Publisher: Cambridge University Press
ISBN: 9780521592574
Category : Architecture
Languages : en
Pages : 442
Book Description
Throughout the early modern period, the villas of Frascati played a central role in Roman social politics. New families penetrated Roman society and began to climb from the ranks of the ecclesiastical nobility into the secular aristocracy in the mid-sixteenth century. In this study, Tracy Ehrlich analyzes one such villa--the Villa Mondragone--(built by Pope Paul V Borghese) to demonstrate how architecture, landscape and rituals of villegiatura (villa life) were used to forge a new identity as a Roman noble house.
Up at the Villa
Author: W. Somerset Maugham
Publisher: DigiCat
ISBN:
Category : Fiction
Languages : en
Pages : 92
Book Description
DigiCat Publishing presents to you this special edition of "Up at the Villa" by W. Somerset Maugham. DigiCat Publishing considers every written word to be a legacy of humankind. Every DigiCat book has been carefully reproduced for republishing in a new modern format. The books are available in print, as well as ebooks. DigiCat hopes you will treat this work with the acknowledgment and passion it deserves as a classic of world literature.
Publisher: DigiCat
ISBN:
Category : Fiction
Languages : en
Pages : 92
Book Description
DigiCat Publishing presents to you this special edition of "Up at the Villa" by W. Somerset Maugham. DigiCat Publishing considers every written word to be a legacy of humankind. Every DigiCat book has been carefully reproduced for republishing in a new modern format. The books are available in print, as well as ebooks. DigiCat hopes you will treat this work with the acknowledgment and passion it deserves as a classic of world literature.

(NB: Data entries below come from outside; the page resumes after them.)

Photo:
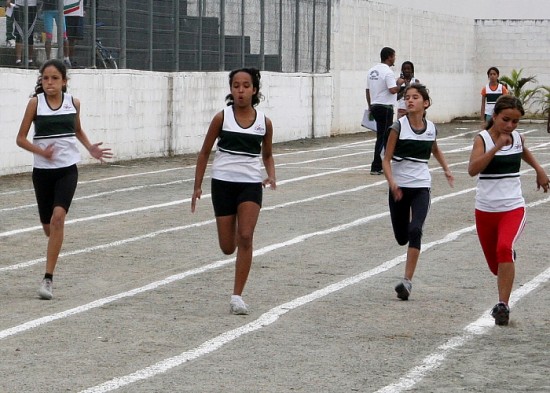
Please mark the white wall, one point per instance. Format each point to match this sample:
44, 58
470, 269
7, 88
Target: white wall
441, 47
514, 44
479, 9
143, 114
148, 114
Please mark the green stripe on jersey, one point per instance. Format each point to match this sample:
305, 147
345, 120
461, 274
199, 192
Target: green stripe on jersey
240, 143
54, 126
420, 150
503, 164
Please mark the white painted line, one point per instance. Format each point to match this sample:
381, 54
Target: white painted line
431, 362
176, 277
481, 326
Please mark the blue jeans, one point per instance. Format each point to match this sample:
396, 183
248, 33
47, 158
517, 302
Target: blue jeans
383, 115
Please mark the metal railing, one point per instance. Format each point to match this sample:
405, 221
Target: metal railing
210, 35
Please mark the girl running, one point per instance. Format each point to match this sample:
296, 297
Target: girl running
56, 118
411, 142
243, 134
500, 208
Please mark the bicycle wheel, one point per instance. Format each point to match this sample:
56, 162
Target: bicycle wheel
100, 60
111, 63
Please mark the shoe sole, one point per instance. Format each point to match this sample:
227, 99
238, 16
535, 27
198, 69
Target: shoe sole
402, 292
45, 295
238, 311
502, 317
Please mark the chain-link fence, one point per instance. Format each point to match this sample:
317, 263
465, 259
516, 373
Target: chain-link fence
208, 35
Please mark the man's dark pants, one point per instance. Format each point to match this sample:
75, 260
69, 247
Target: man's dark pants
383, 115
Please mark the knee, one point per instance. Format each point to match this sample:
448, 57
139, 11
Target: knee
58, 219
244, 239
415, 237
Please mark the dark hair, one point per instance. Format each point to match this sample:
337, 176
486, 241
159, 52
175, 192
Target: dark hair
58, 64
255, 75
409, 63
493, 69
504, 102
422, 90
386, 53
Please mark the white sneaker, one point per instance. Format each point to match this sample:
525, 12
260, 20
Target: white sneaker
46, 289
404, 289
237, 306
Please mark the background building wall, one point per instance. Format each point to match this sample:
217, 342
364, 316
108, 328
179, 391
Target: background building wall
142, 114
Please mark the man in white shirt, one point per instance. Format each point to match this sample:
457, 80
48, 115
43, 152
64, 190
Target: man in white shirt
382, 89
20, 31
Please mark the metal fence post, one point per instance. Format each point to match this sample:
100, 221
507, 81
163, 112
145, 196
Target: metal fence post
297, 38
262, 35
242, 35
60, 23
123, 37
94, 33
222, 35
150, 35
176, 7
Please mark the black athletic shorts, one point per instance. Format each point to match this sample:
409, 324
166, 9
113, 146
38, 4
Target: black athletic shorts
54, 187
75, 27
226, 196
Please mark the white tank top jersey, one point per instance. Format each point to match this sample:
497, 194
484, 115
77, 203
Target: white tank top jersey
401, 104
73, 7
491, 97
499, 185
411, 155
57, 127
238, 154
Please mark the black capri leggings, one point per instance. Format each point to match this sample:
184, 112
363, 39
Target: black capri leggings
54, 187
409, 214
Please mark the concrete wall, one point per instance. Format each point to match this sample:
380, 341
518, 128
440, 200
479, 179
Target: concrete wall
442, 48
143, 114
147, 114
514, 44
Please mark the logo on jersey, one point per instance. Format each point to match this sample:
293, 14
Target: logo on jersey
374, 74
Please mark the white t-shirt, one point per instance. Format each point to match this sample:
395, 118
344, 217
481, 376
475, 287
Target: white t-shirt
73, 7
380, 79
21, 3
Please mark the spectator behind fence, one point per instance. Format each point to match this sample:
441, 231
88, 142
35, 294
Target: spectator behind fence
49, 14
74, 20
10, 37
19, 28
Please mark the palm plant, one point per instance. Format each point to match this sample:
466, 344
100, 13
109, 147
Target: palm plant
516, 85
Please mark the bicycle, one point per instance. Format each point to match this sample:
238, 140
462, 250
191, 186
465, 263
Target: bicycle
104, 57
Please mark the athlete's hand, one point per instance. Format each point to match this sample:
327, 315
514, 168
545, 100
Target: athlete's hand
271, 182
196, 195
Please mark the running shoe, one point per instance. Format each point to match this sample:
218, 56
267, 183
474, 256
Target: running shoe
501, 313
237, 306
46, 289
404, 289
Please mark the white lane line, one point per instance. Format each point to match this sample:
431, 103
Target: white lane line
162, 205
168, 230
432, 361
478, 327
176, 277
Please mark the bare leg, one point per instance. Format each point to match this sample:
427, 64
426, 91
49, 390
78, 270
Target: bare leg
505, 281
18, 51
248, 213
48, 47
412, 259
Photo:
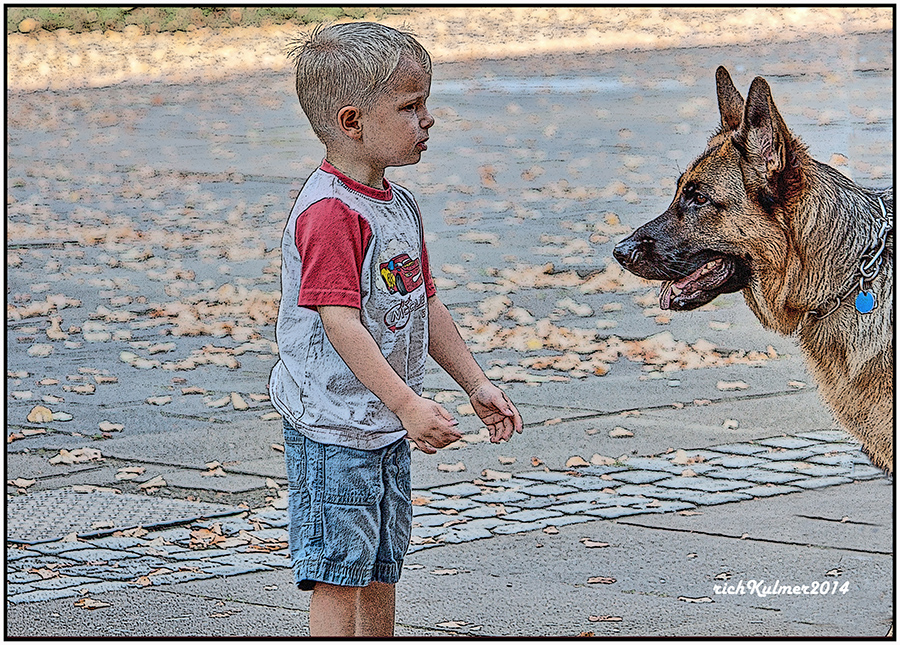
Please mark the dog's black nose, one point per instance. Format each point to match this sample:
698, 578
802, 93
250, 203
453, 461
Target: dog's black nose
626, 251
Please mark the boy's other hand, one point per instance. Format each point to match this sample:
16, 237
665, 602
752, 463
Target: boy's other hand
498, 413
428, 424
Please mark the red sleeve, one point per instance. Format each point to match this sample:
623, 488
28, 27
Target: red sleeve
426, 273
331, 239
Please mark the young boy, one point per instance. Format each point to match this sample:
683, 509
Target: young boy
358, 315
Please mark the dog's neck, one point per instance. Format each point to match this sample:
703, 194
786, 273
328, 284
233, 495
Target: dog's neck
841, 236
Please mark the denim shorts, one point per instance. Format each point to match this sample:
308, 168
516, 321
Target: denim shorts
350, 511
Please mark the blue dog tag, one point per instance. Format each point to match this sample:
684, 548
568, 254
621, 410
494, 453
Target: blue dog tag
865, 302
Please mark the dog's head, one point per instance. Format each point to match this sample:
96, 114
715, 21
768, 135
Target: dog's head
727, 217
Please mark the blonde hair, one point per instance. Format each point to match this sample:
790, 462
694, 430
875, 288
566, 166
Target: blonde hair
348, 64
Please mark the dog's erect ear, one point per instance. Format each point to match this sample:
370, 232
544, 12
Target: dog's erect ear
731, 103
762, 134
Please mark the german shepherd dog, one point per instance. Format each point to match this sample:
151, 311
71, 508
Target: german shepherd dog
811, 251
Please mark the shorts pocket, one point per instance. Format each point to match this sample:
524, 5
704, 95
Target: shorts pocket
352, 477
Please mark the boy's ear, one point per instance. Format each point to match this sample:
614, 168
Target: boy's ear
349, 121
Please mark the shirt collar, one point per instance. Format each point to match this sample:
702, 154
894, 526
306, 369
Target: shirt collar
383, 194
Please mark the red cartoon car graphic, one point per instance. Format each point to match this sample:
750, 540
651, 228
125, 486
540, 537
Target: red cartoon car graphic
402, 274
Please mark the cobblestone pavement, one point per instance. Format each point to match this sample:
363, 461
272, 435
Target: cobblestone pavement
449, 514
143, 224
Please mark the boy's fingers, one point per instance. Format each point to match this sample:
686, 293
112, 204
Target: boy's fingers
424, 447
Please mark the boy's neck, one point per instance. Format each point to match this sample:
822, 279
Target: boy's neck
357, 170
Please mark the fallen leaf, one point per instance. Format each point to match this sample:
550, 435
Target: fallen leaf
138, 531
238, 402
730, 386
220, 403
40, 414
156, 482
40, 350
78, 456
87, 488
130, 472
159, 400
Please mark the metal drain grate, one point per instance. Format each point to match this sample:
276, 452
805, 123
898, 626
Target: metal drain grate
47, 516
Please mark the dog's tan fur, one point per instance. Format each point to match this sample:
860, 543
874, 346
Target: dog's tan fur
795, 230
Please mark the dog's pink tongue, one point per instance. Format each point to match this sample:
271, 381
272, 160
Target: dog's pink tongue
665, 295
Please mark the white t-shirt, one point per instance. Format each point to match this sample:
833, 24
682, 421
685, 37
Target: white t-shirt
348, 244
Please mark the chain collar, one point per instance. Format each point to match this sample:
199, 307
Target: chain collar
869, 265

Roman Villas in Central Italy
Author: Annalisa Marzano
Publisher: BRILL
ISBN: 9047421221
Category : History
Languages : en
Pages : 842
Book Description
This volume, which was awarded Honorable Mention and a Silver Medal from the Premio Romanistico Internationazionale Gérard Boulvert, investigates the socio-economic role of elite villas in Roman Central Italy drawing on both documentary sources and material evidence. Through the composite picture emerging from the juxtaposition of literary texts and archaeological evidence, the book traces elite ideological attitudes and economic behavior, caught between what was morally acceptable and the desire to invest capital intelligently. The analysis of the biases affecting the application of modern historiographical models to the interpretation of the archaeology frames the discussion on the identification of slave quarters in villas and the putative second century crisis of the Italian economy. The book brings an innovative perspective to the debate on the villa-system and the decline of villas in the imperial period.
Publisher: BRILL
ISBN: 9047421221
Category : History
Languages : en
Pages : 842
Book Description
This volume, which was awarded Honorable Mention and a Silver Medal from the Premio Romanistico Internationazionale Gérard Boulvert, investigates the socio-economic role of elite villas in Roman Central Italy drawing on both documentary sources and material evidence. Through the composite picture emerging from the juxtaposition of literary texts and archaeological evidence, the book traces elite ideological attitudes and economic behavior, caught between what was morally acceptable and the desire to invest capital intelligently. The analysis of the biases affecting the application of modern historiographical models to the interpretation of the archaeology frames the discussion on the identification of slave quarters in villas and the putative second century crisis of the Italian economy. The book brings an innovative perspective to the debate on the villa-system and the decline of villas in the imperial period.